Anda lebih berhak atas anak Anda, Musthafa, selama ayahnya adalah kafir dan Anda seorang muslimah. Musthafa pun dihukumi sebagai Muslim dengan diikutkan pada Anda, karena orang kafir tidak memiliki kekuasaan atas orang muslim.
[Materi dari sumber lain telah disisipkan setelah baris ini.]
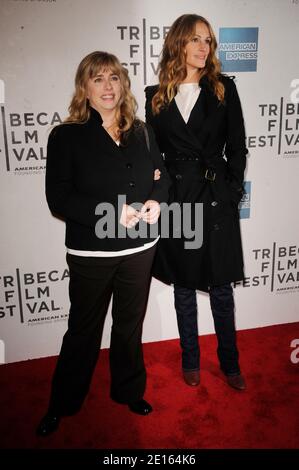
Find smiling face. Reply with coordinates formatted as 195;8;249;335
184;21;211;77
86;68;122;117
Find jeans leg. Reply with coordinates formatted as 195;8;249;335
209;284;240;375
174;285;199;371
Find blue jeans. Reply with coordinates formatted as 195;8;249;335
174;284;240;376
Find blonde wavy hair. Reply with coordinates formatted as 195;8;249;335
152;14;225;114
65;51;139;142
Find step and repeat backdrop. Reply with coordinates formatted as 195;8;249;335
0;0;299;363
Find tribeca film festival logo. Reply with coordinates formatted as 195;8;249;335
116;20;170;85
0;79;62;175
247;79;299;157
234;243;299;293
219;27;258;72
0;267;69;326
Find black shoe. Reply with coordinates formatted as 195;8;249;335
128;399;153;415
36;413;61;437
183;370;200;386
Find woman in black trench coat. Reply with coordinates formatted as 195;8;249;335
145;14;247;390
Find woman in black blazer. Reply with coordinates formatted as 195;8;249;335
37;51;169;436
145;14;247;390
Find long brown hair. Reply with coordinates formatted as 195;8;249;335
65;51;139;141
152;14;224;114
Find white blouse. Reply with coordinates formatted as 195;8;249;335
175;83;201;123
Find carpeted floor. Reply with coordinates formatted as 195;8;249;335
0;322;298;449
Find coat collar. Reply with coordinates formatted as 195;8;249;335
87;105;124;151
169;75;220;128
89;105;103;125
198;74;210;89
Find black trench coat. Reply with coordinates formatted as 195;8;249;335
145;75;247;291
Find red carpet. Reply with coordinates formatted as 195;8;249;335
0;323;298;449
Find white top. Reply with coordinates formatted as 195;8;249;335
175;83;201;123
67;237;159;258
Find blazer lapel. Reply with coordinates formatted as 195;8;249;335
198;75;222;124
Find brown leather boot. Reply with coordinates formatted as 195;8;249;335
226;374;246;390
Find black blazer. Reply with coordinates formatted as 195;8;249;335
46;107;170;252
145;75;247;290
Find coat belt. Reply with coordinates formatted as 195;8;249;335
163;153;223;182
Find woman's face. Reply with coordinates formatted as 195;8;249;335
86;68;121;115
184;21;211;74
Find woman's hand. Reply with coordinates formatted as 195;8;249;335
154;169;161;181
140;200;160;224
120;204;141;228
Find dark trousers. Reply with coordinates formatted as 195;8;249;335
48;246;156;416
174;284;240;375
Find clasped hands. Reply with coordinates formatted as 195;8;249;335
120;168;161;229
120;200;160;229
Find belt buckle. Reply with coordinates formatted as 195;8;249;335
205;169;216;182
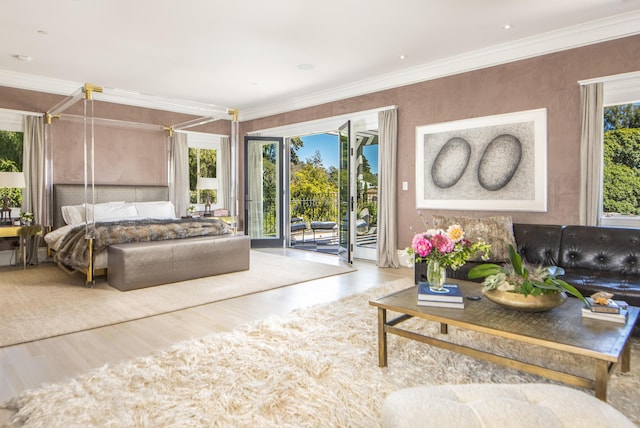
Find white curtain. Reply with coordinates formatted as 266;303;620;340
23;115;45;264
247;141;263;238
579;83;604;226
219;136;231;210
376;108;399;268
169;132;189;218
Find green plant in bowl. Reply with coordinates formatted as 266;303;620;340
468;244;586;303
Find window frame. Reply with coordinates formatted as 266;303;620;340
600;76;640;228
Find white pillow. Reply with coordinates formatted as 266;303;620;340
133;201;177;219
92;203;138;221
61;205;85;225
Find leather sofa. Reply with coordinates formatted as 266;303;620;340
416;223;640;307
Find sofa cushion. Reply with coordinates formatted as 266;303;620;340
513;224;564;266
433;215;516;262
560;226;640;275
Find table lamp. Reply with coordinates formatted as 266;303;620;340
0;172;26;224
196;177;218;217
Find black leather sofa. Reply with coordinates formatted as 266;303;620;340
415;223;640;307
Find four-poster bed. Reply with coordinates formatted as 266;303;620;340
42;84;248;289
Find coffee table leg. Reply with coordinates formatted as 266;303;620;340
621;340;631;373
595;360;608;401
378;307;387;367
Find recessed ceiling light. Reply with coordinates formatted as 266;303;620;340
503;24;512;30
14;54;33;62
297;63;314;70
400;55;408;60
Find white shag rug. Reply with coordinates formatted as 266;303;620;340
3;278;640;427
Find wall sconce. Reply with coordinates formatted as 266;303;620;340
196;177;218;217
0;172;26;225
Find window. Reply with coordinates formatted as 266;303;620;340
0;109;25;207
600;75;640;227
187;132;222;208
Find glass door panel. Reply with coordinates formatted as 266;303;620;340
338;121;352;263
354;130;378;260
244;136;284;248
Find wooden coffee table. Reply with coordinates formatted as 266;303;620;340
369;280;639;401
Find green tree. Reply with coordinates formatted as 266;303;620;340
0;130;23;207
604;104;640;131
189;147;217;204
603;128;640;215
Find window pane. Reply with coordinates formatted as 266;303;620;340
0;130;24;207
602;103;640;216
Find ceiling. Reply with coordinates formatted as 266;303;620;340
1;0;639;120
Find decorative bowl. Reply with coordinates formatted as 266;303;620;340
482;289;567;312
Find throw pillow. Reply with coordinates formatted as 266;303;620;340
432;215;516;262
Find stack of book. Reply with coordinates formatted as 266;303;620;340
581;297;629;324
417;281;464;309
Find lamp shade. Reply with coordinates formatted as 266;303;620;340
196;177;218;190
0;172;25;189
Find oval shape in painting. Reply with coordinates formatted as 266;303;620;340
477;134;522;191
431;137;471;189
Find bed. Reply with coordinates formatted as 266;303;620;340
47;184;250;290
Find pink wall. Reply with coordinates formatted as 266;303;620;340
241;34;640;248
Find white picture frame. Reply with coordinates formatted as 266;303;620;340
415;108;547;212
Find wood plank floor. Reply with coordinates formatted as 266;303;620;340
0;249;412;411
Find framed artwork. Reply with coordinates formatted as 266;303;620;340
415;108;547;212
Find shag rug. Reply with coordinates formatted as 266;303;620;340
3;278;640;427
0;250;354;347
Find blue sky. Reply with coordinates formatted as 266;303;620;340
297;133;378;174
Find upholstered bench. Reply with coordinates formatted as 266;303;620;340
382;384;634;428
107;234;250;291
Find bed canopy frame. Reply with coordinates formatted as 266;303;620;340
43;83;239;280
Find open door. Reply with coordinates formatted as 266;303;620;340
338;121;352;263
244;136;284;248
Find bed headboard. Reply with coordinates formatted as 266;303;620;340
52;184;169;229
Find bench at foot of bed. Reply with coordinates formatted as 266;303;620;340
107;234;250;291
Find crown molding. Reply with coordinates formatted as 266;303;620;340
239;10;640;121
1;11;639;121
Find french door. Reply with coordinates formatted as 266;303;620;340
244;136;284;248
338;121;353;263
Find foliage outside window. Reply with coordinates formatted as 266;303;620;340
0;130;24;207
602;103;640;216
188;147;217;206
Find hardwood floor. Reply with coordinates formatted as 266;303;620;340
0;249;412;410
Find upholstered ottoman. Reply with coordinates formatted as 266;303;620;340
382;384;634;428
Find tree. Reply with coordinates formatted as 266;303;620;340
603;128;640;215
604;104;640;131
0;131;23;207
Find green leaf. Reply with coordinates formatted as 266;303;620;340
508;245;524;276
468;264;502;279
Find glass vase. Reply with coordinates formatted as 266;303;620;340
426;259;447;291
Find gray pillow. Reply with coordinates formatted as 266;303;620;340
432;215;516;262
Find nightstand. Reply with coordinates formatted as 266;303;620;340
0;224;42;269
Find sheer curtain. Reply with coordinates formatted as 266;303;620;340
376;108;399;268
579;82;604;226
23;115;45;264
219;136;231;210
169;132;189;218
247;142;263;238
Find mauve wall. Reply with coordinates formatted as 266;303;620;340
241;34;640;249
0;86;231;185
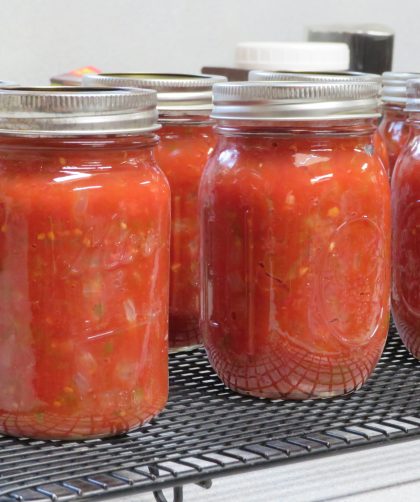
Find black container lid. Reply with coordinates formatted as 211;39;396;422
308;24;394;75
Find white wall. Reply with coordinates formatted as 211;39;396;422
1;0;418;85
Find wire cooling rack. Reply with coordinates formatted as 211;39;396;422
0;324;419;502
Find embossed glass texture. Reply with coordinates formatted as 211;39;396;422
155;120;217;351
199;120;391;399
392;114;420;358
0;134;170;439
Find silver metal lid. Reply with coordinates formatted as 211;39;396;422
248;70;382;84
382;72;420;105
50;75;85;86
0;86;159;136
82;73;227;112
211;81;381;121
405;79;420;112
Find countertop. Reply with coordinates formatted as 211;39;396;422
112;437;420;502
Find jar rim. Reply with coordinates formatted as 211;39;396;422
382;71;420;104
405;78;420;113
0;86;160;136
211;80;381;121
83;73;227;113
249;70;382;84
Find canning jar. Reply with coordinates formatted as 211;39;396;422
0;87;170;439
249;70;390;175
200;81;391;399
392;79;420;358
379;72;420;176
84;73;226;351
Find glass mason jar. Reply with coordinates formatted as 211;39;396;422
0;87;170;439
379;72;420;177
200;81;391;399
84;73;226;351
249;70;390;176
392;79;420;358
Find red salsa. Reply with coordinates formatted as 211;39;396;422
379;72;420;177
0;88;170;439
378;106;410;176
82;72;227;350
200;82;391;399
374;131;390;175
392;79;420;357
155;123;216;349
248;72;389;175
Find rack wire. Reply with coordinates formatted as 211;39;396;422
0;324;419;502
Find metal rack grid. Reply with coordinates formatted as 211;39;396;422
0;324;419;502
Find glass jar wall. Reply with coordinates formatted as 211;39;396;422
199;81;391;399
155;117;216;349
379;72;420;177
84;74;226;351
392;79;420;358
0;87;170;439
249;70;390;176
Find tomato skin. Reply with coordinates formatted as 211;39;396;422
378;106;411;177
199;121;391;399
155;122;216;350
392;126;420;358
0;135;170;439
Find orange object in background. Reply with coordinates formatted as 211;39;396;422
83;73;227;351
379;72;420;177
50;66;102;86
200;81;391;399
392;79;420;359
0;87;170;439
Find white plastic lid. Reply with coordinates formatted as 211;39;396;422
235;42;350;72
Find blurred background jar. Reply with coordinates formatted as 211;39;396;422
391;78;420;359
84;73;226;352
379;72;420;177
0;87;170;439
199;80;391;399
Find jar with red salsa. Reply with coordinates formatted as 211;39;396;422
0;87;170;439
249;70;390;176
392;78;420;358
84;73;226;351
200;81;391;399
379;72;420;177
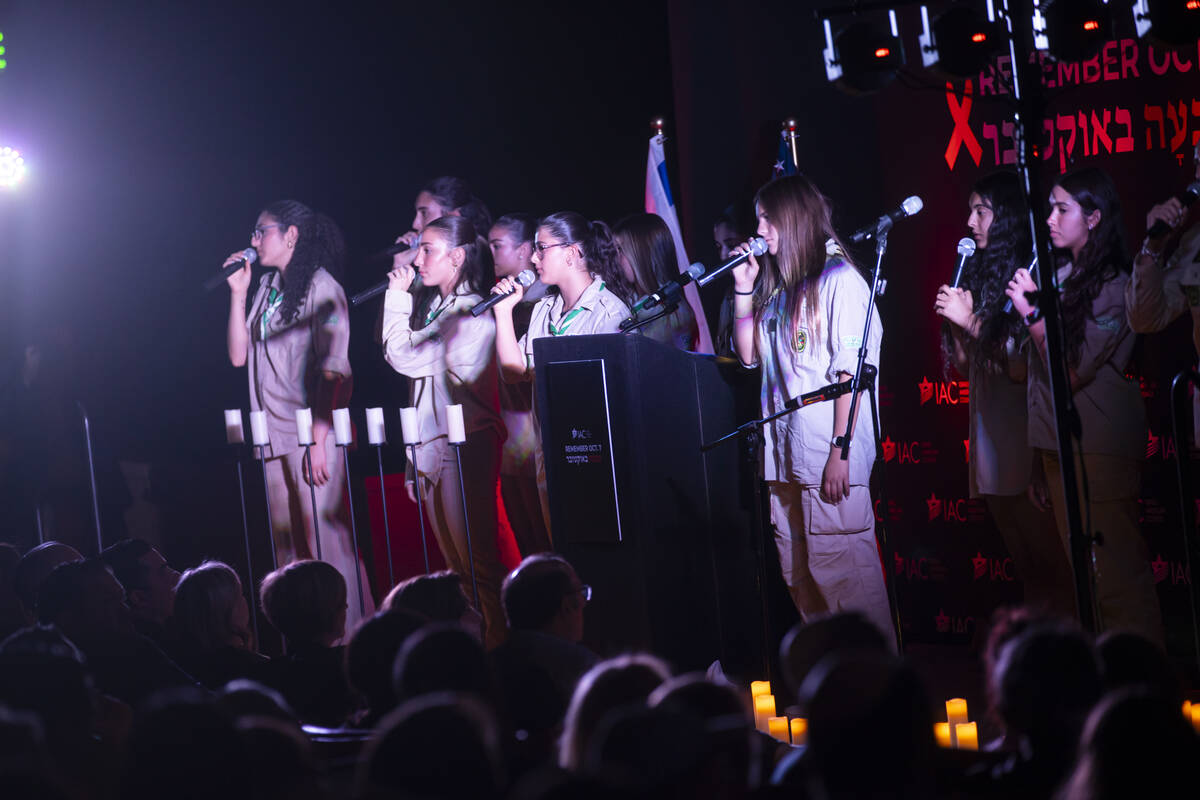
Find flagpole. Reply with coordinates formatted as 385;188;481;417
785;118;800;173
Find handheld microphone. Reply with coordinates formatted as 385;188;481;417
695;237;769;288
204;248;257;291
471;270;538;317
372;240;413;259
630;262;705;314
950;237;976;289
850;196;924;243
1146;181;1200;240
1003;253;1041;315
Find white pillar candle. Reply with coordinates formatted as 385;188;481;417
399;407;420;445
249;410;270;446
365;407;386;445
333;408;352;446
295;408;314;445
223;409;245;444
446;404;466;444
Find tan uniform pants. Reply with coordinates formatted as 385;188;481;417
768;481;894;645
264;432;376;637
985;492;1077;619
416;429;508;650
1041;449;1164;645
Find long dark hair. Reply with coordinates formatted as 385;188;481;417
942;172;1031;374
261;200;346;325
752;175;854;349
613;213;678;295
1052;167;1128;367
422;177;492;242
410;216;495;330
537;212;636;303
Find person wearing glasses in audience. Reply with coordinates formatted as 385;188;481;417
381;215;510;649
613;212;699;351
223;201;374;629
489;212;632;538
488;213;551;556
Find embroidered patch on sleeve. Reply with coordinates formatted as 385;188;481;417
841;334;862;349
1094;316;1121;333
795;328;808;352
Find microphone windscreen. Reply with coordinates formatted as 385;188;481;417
749;236;768;256
957;237;976;256
516;269;537;287
242;248;259;264
902;196;924;217
686;262;706;279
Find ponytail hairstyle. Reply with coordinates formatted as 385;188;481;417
538;211;637;303
752;175;852;349
261;200;346;325
421;176;493;243
492;213;538;245
1051;167;1128;367
613;213;679;296
410;215;495;330
942;172;1031;375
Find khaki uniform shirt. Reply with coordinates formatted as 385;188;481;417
246;268;351;459
518;276;630;371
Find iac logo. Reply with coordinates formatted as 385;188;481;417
882;437;940;464
1152;554;1191;585
894;553;946;581
1146;431;1177;460
919;377;970;406
1139;497;1167;526
935;609;976;635
972;551;1015;581
927;493;986;523
874;498;903;522
570;428;593;441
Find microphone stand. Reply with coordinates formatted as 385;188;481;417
337;438;367;618
406;442;432;575
1170;370;1200;672
77;402;103;554
450;441;481;609
230;440;260;647
619;298;681;335
255;444;279;572
302;443;324;561
374;443;396;590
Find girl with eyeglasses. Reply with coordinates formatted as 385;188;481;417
728;175;892;642
1006;166;1162;643
381;215;511;649
613;212;700;351
489;212;632;538
223;200;374;630
934;172;1075;619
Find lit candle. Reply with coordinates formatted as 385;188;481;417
446;404;466;444
945;698;968;747
399;407;420;445
789;717;807;746
750;681;771;699
223;409;245;444
295;408;314;445
333;408;352;446
1184;700;1192;719
767;716;789;743
934;722;952;749
955;722;978;751
365;407;386;445
1190;704;1200;734
249;410;270;446
753;695;775;733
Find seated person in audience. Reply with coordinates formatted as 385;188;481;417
1094;630;1182;706
964;622;1101;800
391;623;492;705
380;570;482;640
357;692;505;800
257;559;353;727
36;558;196;704
343;608;427;729
493;554;597;692
237;715;327;800
558;653;670;771
169;560;265;690
1058;688;1200;800
14;540;82;622
216;678;298;727
99;538;180;643
797;651;935;800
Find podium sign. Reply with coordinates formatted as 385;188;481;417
542;359;622;544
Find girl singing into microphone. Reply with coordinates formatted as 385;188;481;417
490;212;632;536
729;175;892;640
1006;166;1162;642
381;215;510;649
934;172;1075;618
223;200;373;632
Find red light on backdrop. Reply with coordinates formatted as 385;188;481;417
875;47;891;58
970;32;987;42
1082;19;1101;30
1187;0;1200;9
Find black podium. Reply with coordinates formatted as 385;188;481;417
533;333;764;675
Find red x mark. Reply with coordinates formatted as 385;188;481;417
945;80;982;170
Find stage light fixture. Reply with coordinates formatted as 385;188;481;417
1132;0;1200;47
1038;0;1113;62
919;2;1005;76
0;147;27;189
822;10;905;93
Hal ini berdasarkan firman Allah ‘Azza wa Jalla dalam kitab-Nya yang mulia, surah An-Nisa’,

وَلَنْ يَجْعَلَ اللَّهُ لِلْكَافِرِينَ عَلَى الْمُؤْمِنِينَ سَبِيلا

“Dan Allah sekali-kali tidak akan memberi jalan kepada orang-orang kafir untuk memusnahkan orang-orang yang beriman.” (QS. An-Nisa’: 141)

Dan firman-Nya,

وَالْمُؤْمِنُونَ وَالْمُؤْمِنَاتُ بَعْضُهُمْ أَوْلِيَاءُ بَعْضٍ

“Dan orang-orang yang beriman, lelaki dan perempuan, sebagian mereka (adalah) menjadi penolong bagi sebagian yang lain.” (QS. At-Taubah: 71)

Wabillahittaufiq, wa Shallallahu `ala Nabiyyina Muhammad wa Alihi wa Shahbihi wa Sallam.